Frankfort senior Gabriel Langley Boaventura found out this past summer he was named a Semper Fidelis national All-American in football, and last week he received his award during a presentation at FHS.

Over 1,500 athletes were nominated across the nation, and only 96 received the award.

For this honor, Langley Boaventura has been selected as the Traditional Bank Athlete of the Week.

He was nominated for the Semper Fidelis award by FHS football coach Craig Foley and FHS counselor Jenny Richardson. To be nominated, a student must be a junior in high school, have a 3.5 or higher GPA on a 4.0 scale, be active in community service, play a competitive team sport and hold a student or community leadership position.

Langley Boaventura, whose father was Portuguese, holds dual citizenship in Portugal and the United States. He lived in Portugal until he was about 8 years old, and that’s when he moved to the United States. He is fluent in English, Portuguese and Spanish and is learning Chinese.

Langley Boaventura, a senior guard and defensive tackle, is the son of Maia Langley and the late Rui Boaventura and the stepson of Peter Wilson.

SJ: How much emphasis do you place on academics?

Langley Boaventura: Academics are No. 1. I’m going to graduate with an associate’s degree along with my diploma. A few days ago I had a big speech coming up, and I realized I hadn’t prepared for it as much as I should and I wasn’t going to get the grade I expected of myself. I asked Coach Foley to relieve me from practice that day so I could spend more time on my speech, and I got a better grade. I’m a Governor’s Scholar, and academics are No. 1 and No. 2 on my list. I’m always excited to learn something new, something challenging.

SJ: How has COVID changed your perception of football?

Langley Boaventura: Since COVID I really value the program in a way I hadn’t done before. Every opportunity to step on the field, to put on my helmet, is a privilege. Every practice is a treat, for wearing our masks and following protocol. It’s made me appreciate all the time that’s gone into it, and I’m so grateful to be able to do it.

SJ: What other sports do you play, and what is your favorite?

Langley Boaventura: I swim and I’m a track and field captain. I started track and field my junior year, and while it’s near and dear to my heart, I haven’t had a lot of time to build that appreciation. I’ve been swimming since the sixth grade, and I started playing football my freshman year. It’s between swimming and football.

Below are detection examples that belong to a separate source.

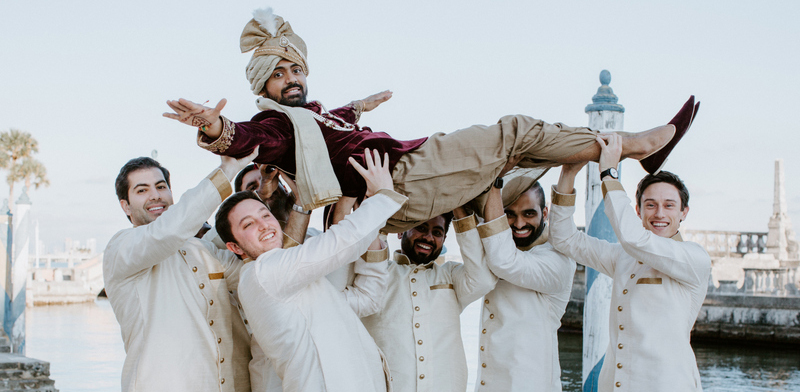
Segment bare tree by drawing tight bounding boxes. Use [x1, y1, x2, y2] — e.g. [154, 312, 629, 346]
[0, 128, 50, 211]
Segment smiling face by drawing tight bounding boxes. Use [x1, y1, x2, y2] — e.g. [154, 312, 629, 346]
[264, 60, 308, 106]
[505, 188, 547, 248]
[119, 167, 173, 227]
[227, 199, 283, 259]
[636, 182, 689, 238]
[399, 215, 446, 264]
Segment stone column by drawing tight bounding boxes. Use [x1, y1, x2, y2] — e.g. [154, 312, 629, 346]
[583, 70, 625, 392]
[767, 159, 798, 261]
[3, 188, 31, 355]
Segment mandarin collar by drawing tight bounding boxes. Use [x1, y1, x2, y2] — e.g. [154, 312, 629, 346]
[392, 250, 436, 268]
[512, 223, 550, 252]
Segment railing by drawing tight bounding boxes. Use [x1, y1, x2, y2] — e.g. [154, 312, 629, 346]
[743, 267, 797, 296]
[681, 230, 767, 257]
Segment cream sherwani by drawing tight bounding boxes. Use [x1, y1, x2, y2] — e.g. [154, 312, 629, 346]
[103, 169, 249, 392]
[362, 215, 496, 392]
[550, 180, 711, 392]
[234, 190, 407, 392]
[468, 215, 575, 392]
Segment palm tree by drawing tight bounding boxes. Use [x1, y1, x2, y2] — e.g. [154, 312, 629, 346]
[0, 128, 50, 211]
[6, 157, 50, 196]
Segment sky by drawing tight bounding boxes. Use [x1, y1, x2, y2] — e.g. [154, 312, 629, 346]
[0, 0, 800, 254]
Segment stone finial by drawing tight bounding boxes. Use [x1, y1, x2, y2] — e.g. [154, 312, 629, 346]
[767, 159, 798, 261]
[584, 69, 625, 113]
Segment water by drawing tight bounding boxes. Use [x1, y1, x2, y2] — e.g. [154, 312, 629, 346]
[27, 299, 800, 392]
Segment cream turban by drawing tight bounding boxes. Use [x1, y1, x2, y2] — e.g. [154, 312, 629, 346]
[502, 167, 547, 208]
[239, 8, 308, 95]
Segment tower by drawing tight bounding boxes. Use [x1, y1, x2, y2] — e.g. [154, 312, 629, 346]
[582, 70, 625, 392]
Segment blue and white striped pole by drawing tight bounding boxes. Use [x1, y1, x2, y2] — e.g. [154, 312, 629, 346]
[3, 188, 31, 355]
[583, 70, 625, 392]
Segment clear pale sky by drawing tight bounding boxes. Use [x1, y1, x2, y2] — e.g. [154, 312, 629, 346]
[0, 0, 800, 249]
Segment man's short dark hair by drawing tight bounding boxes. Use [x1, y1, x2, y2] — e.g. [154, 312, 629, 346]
[233, 163, 257, 192]
[114, 157, 172, 202]
[214, 191, 269, 244]
[636, 171, 689, 211]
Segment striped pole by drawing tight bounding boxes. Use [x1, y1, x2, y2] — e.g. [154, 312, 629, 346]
[583, 70, 625, 392]
[3, 188, 31, 355]
[0, 200, 12, 341]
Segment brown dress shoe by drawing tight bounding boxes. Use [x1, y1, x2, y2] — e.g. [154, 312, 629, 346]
[639, 95, 700, 174]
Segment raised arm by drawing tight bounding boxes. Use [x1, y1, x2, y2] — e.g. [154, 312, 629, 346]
[549, 163, 623, 277]
[104, 151, 258, 280]
[598, 134, 711, 287]
[478, 187, 575, 294]
[343, 237, 389, 317]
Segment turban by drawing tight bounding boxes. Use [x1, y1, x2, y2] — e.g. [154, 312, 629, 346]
[239, 8, 308, 95]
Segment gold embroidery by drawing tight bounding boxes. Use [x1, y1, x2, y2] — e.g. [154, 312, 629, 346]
[636, 278, 661, 284]
[197, 116, 236, 153]
[550, 185, 577, 207]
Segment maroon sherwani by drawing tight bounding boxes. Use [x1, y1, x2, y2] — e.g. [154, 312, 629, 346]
[199, 101, 427, 197]
[198, 102, 597, 233]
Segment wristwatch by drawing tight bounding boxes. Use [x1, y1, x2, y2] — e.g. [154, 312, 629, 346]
[600, 167, 619, 180]
[292, 204, 311, 215]
[492, 177, 503, 189]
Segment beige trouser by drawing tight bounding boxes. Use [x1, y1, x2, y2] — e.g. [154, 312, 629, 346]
[384, 115, 597, 233]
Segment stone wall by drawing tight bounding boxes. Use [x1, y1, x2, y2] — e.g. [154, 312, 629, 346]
[0, 337, 58, 392]
[560, 270, 800, 346]
[692, 294, 800, 345]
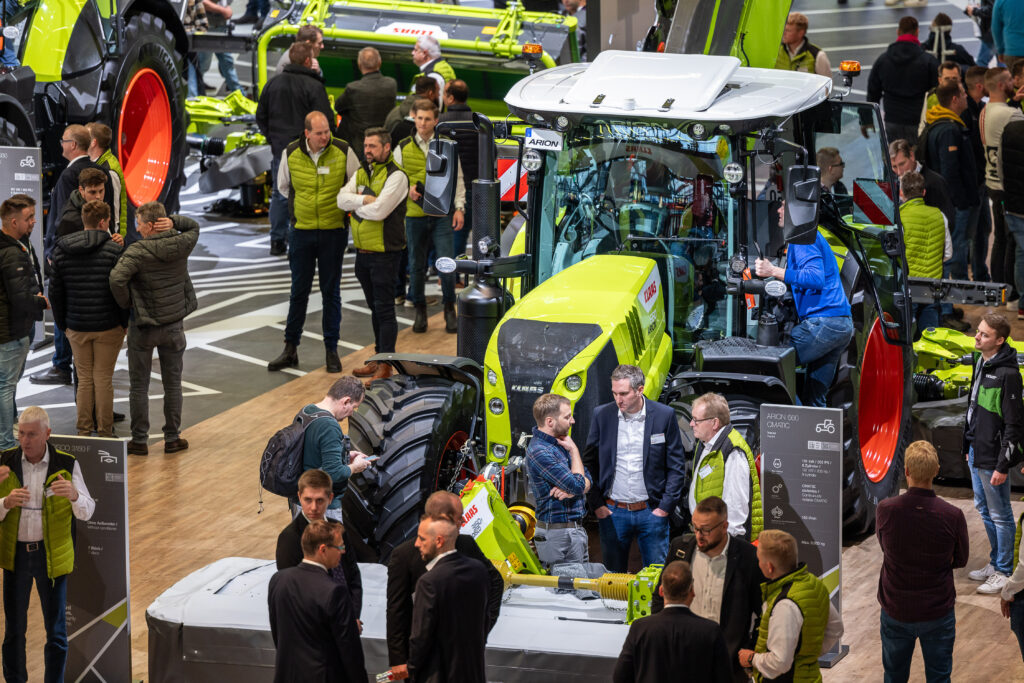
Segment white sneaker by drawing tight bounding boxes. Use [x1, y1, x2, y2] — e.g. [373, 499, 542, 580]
[978, 571, 1010, 595]
[967, 563, 995, 581]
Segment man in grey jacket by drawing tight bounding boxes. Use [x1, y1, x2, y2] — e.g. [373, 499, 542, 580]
[111, 202, 199, 456]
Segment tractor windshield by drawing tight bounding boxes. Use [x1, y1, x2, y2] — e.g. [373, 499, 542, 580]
[532, 122, 738, 350]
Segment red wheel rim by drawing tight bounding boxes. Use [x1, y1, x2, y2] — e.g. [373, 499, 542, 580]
[857, 321, 903, 483]
[118, 69, 174, 206]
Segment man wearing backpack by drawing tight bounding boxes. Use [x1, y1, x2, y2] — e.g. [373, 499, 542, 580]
[301, 376, 370, 519]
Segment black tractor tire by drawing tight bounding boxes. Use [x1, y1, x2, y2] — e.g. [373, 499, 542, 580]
[828, 296, 914, 541]
[97, 11, 188, 213]
[342, 375, 477, 562]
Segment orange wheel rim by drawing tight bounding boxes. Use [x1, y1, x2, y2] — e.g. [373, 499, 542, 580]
[118, 69, 174, 206]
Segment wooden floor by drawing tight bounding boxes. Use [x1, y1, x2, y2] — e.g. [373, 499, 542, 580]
[14, 311, 1024, 683]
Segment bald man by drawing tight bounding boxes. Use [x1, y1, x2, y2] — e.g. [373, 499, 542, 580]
[267, 110, 359, 373]
[387, 490, 505, 674]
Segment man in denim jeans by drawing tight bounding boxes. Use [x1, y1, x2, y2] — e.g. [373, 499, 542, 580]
[754, 203, 853, 407]
[964, 313, 1024, 595]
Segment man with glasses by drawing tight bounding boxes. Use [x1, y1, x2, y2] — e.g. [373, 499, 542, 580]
[651, 496, 765, 683]
[267, 520, 367, 683]
[688, 393, 764, 542]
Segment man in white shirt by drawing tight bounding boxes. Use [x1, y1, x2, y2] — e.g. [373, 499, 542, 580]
[688, 393, 763, 543]
[0, 407, 96, 681]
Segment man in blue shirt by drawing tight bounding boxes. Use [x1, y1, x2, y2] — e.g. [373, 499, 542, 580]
[754, 203, 853, 408]
[526, 393, 592, 567]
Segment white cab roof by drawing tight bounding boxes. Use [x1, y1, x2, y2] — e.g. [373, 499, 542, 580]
[505, 50, 833, 122]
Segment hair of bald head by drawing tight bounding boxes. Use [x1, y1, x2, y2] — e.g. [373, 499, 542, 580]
[423, 490, 462, 524]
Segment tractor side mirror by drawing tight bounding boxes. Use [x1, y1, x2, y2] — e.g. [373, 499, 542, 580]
[782, 166, 821, 245]
[423, 137, 459, 216]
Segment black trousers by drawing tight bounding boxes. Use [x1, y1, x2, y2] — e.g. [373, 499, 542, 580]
[355, 251, 401, 353]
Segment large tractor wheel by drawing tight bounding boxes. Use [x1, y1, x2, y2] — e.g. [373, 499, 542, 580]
[343, 375, 476, 562]
[107, 12, 188, 211]
[828, 305, 913, 539]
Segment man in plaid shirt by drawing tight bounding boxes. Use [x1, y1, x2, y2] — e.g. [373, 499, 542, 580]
[526, 393, 591, 567]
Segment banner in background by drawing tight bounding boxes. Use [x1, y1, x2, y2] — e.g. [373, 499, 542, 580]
[50, 435, 131, 683]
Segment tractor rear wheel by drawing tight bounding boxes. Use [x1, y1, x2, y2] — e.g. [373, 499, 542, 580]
[102, 12, 188, 212]
[342, 375, 476, 562]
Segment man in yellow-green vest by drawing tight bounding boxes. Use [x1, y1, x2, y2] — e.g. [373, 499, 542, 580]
[413, 36, 455, 110]
[0, 405, 96, 681]
[267, 111, 359, 373]
[899, 171, 953, 339]
[739, 529, 843, 683]
[85, 121, 132, 244]
[687, 393, 764, 543]
[775, 12, 831, 78]
[338, 127, 409, 382]
[394, 99, 467, 334]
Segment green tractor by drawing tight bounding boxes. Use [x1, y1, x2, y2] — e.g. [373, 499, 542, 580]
[0, 0, 188, 210]
[344, 46, 913, 560]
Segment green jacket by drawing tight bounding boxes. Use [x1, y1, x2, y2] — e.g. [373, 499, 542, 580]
[285, 137, 348, 230]
[96, 150, 128, 237]
[899, 197, 946, 279]
[775, 38, 821, 74]
[0, 443, 75, 579]
[754, 564, 828, 683]
[352, 157, 406, 252]
[693, 428, 764, 543]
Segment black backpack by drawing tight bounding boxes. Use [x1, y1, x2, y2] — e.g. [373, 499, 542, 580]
[259, 410, 334, 502]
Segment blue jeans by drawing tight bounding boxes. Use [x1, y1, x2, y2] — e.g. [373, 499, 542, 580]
[270, 154, 292, 244]
[188, 52, 242, 97]
[406, 216, 455, 304]
[597, 506, 669, 572]
[882, 609, 956, 683]
[0, 337, 29, 451]
[3, 543, 68, 683]
[285, 227, 348, 351]
[790, 315, 853, 408]
[1006, 211, 1024, 301]
[945, 209, 971, 280]
[968, 445, 1017, 577]
[1010, 593, 1024, 657]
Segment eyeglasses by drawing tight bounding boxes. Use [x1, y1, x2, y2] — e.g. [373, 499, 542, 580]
[690, 519, 725, 536]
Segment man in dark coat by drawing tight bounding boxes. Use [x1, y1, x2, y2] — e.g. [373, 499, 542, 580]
[867, 16, 939, 143]
[267, 520, 367, 683]
[611, 561, 732, 683]
[334, 47, 398, 158]
[387, 490, 505, 676]
[256, 42, 334, 256]
[651, 496, 765, 683]
[409, 515, 489, 683]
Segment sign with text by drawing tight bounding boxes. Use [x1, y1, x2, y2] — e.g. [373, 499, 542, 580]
[761, 403, 846, 666]
[50, 435, 131, 682]
[0, 147, 43, 342]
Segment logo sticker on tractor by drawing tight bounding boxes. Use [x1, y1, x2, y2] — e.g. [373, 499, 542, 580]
[374, 22, 447, 40]
[523, 128, 562, 152]
[637, 268, 658, 313]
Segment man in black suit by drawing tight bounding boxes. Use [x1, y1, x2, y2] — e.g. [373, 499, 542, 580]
[611, 561, 732, 683]
[387, 490, 505, 677]
[584, 366, 686, 571]
[267, 520, 367, 683]
[409, 515, 489, 683]
[651, 496, 765, 683]
[276, 470, 362, 618]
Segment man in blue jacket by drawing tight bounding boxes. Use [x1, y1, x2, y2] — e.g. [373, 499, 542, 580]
[754, 204, 853, 407]
[584, 366, 686, 571]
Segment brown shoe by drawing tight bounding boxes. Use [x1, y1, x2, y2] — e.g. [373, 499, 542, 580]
[352, 360, 381, 377]
[362, 362, 394, 387]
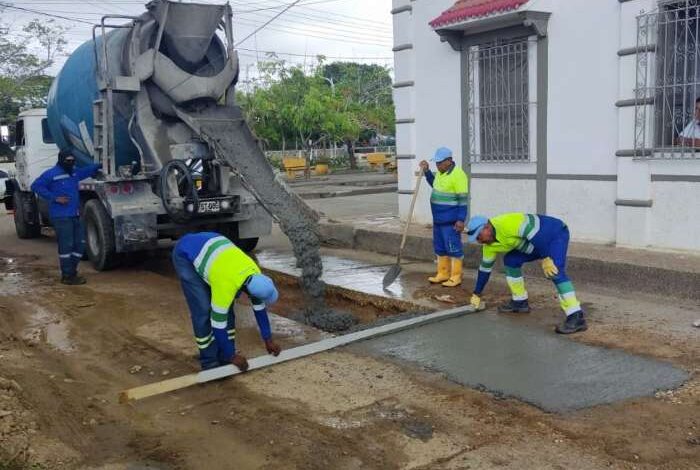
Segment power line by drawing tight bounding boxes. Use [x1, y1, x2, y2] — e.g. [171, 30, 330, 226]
[0, 3, 94, 26]
[237, 47, 394, 60]
[235, 0, 301, 46]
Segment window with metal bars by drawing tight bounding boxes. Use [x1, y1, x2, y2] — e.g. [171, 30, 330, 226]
[634, 0, 700, 159]
[467, 39, 534, 163]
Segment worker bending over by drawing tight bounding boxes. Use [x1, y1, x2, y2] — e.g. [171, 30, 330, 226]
[467, 213, 587, 334]
[172, 232, 281, 372]
[420, 147, 469, 287]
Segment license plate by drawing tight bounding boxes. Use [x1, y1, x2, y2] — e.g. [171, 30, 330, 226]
[199, 201, 221, 214]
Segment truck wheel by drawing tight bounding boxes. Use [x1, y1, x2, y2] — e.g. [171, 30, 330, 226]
[85, 199, 119, 271]
[12, 190, 41, 239]
[234, 238, 260, 253]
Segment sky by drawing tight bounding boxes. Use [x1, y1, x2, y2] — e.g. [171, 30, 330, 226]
[0, 0, 393, 80]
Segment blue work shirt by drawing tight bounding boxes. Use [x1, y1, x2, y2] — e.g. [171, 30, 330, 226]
[32, 163, 101, 219]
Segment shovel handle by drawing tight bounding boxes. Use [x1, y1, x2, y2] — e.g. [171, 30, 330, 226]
[396, 168, 423, 264]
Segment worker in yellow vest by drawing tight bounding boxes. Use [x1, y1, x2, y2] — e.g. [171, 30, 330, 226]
[172, 232, 281, 372]
[420, 147, 469, 287]
[467, 212, 588, 334]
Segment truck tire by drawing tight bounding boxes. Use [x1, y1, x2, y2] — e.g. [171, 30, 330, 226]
[12, 190, 41, 239]
[84, 199, 119, 271]
[234, 238, 260, 253]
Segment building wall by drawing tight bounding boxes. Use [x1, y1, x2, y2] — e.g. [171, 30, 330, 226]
[393, 0, 462, 223]
[394, 0, 700, 250]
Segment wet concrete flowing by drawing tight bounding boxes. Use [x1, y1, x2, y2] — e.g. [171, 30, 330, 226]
[178, 106, 353, 331]
[355, 314, 689, 412]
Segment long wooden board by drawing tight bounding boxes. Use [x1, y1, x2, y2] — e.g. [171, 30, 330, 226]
[119, 305, 485, 403]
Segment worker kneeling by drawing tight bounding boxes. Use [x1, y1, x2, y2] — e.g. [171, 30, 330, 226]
[420, 147, 469, 287]
[172, 232, 281, 372]
[467, 213, 587, 334]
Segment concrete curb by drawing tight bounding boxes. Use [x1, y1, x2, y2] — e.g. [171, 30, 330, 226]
[320, 221, 700, 301]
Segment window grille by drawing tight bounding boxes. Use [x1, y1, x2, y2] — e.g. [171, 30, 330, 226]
[467, 39, 536, 163]
[634, 0, 700, 159]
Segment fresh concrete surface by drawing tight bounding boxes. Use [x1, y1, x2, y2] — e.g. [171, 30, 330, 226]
[361, 314, 688, 412]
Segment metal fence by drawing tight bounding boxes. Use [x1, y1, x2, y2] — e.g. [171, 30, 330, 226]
[467, 39, 536, 163]
[634, 0, 700, 159]
[265, 146, 396, 168]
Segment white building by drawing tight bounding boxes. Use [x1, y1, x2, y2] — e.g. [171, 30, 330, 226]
[392, 0, 700, 250]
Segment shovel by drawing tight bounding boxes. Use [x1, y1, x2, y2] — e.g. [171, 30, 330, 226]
[382, 169, 423, 289]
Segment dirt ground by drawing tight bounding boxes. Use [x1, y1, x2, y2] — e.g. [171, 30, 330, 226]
[0, 216, 700, 470]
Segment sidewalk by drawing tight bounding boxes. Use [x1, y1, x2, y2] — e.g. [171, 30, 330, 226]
[287, 172, 398, 199]
[321, 216, 700, 301]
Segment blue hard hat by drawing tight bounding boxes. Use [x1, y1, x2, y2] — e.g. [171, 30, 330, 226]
[467, 215, 489, 243]
[433, 147, 452, 163]
[246, 274, 279, 305]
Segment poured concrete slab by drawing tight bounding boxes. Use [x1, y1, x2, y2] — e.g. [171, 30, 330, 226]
[356, 314, 688, 412]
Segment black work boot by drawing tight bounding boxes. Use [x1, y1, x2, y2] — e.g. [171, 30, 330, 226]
[61, 274, 87, 286]
[555, 310, 588, 335]
[498, 299, 530, 313]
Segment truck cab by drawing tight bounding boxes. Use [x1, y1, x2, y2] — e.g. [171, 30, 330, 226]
[5, 109, 272, 270]
[5, 108, 58, 238]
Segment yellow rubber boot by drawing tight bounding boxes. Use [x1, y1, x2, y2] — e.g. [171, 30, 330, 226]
[428, 256, 450, 284]
[442, 258, 462, 287]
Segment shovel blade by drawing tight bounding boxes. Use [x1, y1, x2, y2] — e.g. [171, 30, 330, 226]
[382, 264, 401, 289]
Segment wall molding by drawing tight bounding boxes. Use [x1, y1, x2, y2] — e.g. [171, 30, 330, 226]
[391, 43, 413, 52]
[651, 175, 700, 183]
[617, 44, 656, 57]
[615, 149, 654, 157]
[615, 97, 654, 108]
[471, 173, 537, 181]
[471, 173, 617, 182]
[615, 199, 654, 207]
[547, 174, 617, 182]
[391, 5, 413, 15]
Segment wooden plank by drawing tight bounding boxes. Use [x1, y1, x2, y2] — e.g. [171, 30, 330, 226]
[119, 304, 486, 403]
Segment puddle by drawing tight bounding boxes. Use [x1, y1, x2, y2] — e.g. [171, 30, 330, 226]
[23, 306, 75, 353]
[256, 250, 409, 299]
[0, 271, 29, 295]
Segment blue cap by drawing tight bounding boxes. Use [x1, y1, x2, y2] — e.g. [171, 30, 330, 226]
[433, 147, 452, 163]
[467, 215, 489, 243]
[246, 274, 279, 305]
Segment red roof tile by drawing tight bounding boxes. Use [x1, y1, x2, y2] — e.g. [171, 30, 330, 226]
[430, 0, 528, 28]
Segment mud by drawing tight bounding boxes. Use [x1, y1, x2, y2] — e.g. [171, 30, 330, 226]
[0, 237, 700, 470]
[363, 314, 689, 412]
[180, 107, 350, 331]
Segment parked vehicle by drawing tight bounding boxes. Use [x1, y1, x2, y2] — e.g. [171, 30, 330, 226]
[5, 0, 272, 270]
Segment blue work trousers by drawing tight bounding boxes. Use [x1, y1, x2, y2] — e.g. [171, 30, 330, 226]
[51, 216, 85, 277]
[172, 250, 236, 370]
[503, 225, 569, 284]
[433, 223, 464, 258]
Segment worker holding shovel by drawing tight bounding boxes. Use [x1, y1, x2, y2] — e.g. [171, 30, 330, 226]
[467, 213, 588, 334]
[420, 147, 469, 287]
[172, 232, 281, 372]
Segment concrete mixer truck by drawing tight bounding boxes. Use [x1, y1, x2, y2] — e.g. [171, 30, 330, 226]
[6, 0, 279, 270]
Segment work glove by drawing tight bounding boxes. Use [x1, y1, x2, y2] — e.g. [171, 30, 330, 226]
[469, 294, 481, 310]
[265, 339, 282, 356]
[542, 256, 559, 279]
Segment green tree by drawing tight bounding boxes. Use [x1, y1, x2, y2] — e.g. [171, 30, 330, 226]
[0, 19, 66, 124]
[238, 57, 360, 154]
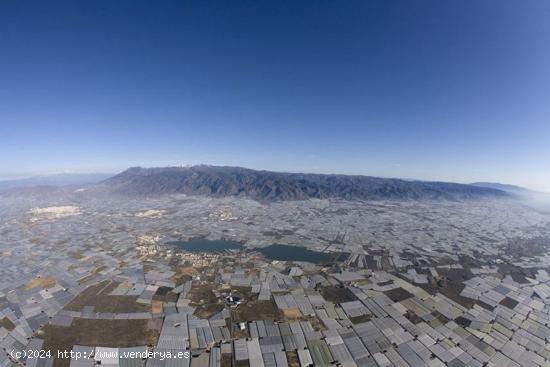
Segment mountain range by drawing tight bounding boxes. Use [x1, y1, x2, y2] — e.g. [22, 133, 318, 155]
[88, 165, 511, 202]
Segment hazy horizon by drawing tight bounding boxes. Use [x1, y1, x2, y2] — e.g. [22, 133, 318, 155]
[0, 0, 550, 192]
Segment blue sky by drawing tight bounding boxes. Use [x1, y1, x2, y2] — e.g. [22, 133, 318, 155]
[0, 0, 550, 191]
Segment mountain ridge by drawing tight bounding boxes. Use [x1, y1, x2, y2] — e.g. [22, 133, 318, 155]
[93, 165, 511, 202]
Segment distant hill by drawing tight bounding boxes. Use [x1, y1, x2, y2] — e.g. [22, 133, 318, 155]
[0, 173, 112, 190]
[471, 182, 531, 194]
[92, 165, 509, 201]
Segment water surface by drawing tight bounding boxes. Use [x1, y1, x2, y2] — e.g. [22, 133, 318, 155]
[259, 245, 333, 264]
[167, 238, 243, 252]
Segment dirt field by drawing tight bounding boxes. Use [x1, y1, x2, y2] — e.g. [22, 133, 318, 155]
[38, 319, 161, 367]
[187, 282, 225, 319]
[232, 300, 283, 322]
[320, 286, 357, 303]
[25, 277, 57, 290]
[0, 317, 15, 331]
[283, 308, 303, 321]
[65, 281, 151, 313]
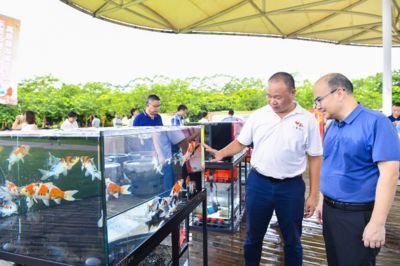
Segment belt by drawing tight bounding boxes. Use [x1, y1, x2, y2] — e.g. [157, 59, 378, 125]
[324, 196, 375, 211]
[251, 168, 302, 183]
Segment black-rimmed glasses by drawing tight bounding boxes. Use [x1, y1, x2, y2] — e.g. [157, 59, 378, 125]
[314, 88, 339, 108]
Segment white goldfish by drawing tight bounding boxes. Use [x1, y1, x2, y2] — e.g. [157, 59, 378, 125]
[1, 180, 19, 197]
[81, 156, 101, 181]
[0, 192, 18, 217]
[39, 153, 79, 180]
[106, 178, 131, 200]
[7, 145, 30, 171]
[151, 156, 164, 175]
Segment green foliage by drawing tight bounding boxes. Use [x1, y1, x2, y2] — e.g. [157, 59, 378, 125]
[0, 70, 400, 127]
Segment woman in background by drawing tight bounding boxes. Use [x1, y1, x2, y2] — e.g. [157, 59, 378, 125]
[12, 110, 38, 131]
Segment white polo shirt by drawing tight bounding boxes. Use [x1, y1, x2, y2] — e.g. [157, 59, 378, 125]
[237, 103, 322, 179]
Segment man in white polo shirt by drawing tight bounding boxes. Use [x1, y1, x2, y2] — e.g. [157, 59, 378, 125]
[206, 72, 322, 266]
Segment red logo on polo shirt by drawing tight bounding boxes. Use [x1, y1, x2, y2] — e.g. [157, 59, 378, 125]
[294, 121, 304, 130]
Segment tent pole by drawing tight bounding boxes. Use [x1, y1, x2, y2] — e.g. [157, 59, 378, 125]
[382, 0, 392, 115]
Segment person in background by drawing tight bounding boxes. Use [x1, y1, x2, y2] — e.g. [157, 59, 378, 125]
[222, 109, 242, 122]
[121, 115, 129, 127]
[128, 108, 139, 127]
[12, 110, 38, 131]
[133, 94, 163, 127]
[92, 115, 100, 128]
[204, 72, 322, 266]
[171, 104, 188, 126]
[313, 73, 400, 265]
[199, 112, 209, 123]
[388, 102, 400, 126]
[113, 113, 122, 127]
[60, 111, 79, 130]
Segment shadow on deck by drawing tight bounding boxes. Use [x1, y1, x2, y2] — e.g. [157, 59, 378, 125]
[190, 186, 400, 266]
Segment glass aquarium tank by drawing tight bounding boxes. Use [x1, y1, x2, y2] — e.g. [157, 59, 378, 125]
[0, 126, 204, 265]
[191, 121, 245, 161]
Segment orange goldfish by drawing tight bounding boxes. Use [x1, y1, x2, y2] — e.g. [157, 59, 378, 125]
[81, 156, 101, 181]
[7, 145, 30, 171]
[35, 182, 78, 206]
[20, 183, 40, 209]
[170, 179, 183, 196]
[3, 180, 19, 196]
[106, 178, 131, 200]
[179, 140, 200, 166]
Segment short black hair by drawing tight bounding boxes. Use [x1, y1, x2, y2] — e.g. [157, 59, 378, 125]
[327, 73, 353, 94]
[25, 110, 36, 125]
[177, 104, 187, 112]
[67, 111, 78, 117]
[131, 108, 137, 115]
[268, 72, 296, 89]
[146, 94, 160, 104]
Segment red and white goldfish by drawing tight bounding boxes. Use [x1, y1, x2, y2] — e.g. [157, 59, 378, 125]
[20, 182, 78, 209]
[81, 156, 101, 181]
[0, 192, 18, 217]
[34, 182, 78, 207]
[106, 178, 131, 200]
[170, 179, 183, 196]
[7, 145, 30, 171]
[39, 153, 79, 180]
[2, 180, 19, 197]
[20, 183, 40, 209]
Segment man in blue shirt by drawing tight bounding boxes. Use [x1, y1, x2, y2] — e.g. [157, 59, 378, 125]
[388, 103, 400, 126]
[171, 104, 188, 126]
[133, 94, 163, 127]
[222, 109, 242, 122]
[314, 73, 400, 265]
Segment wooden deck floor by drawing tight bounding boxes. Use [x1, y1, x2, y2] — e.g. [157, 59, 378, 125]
[190, 186, 400, 266]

SJ: You had to select a mentor as part of the Semper Fiedelis program. Why did you pick Coach Foley?

Langley Boaventura: He has been there for me since my freshman year. He’s helped me, and he got me playing football. He’s been a rock for me in high school. He’s one of the most reliable people I know, and he’s there when I need a recommendation, support or advice.

SJ: What are your plans after graduation?

Langley Boaventura: I want to go to the University of Kentucky. I want to apply to the Lewis Honors College, and I want to major in business and international studies at the Patterson School of Diplomacy and International Commerce.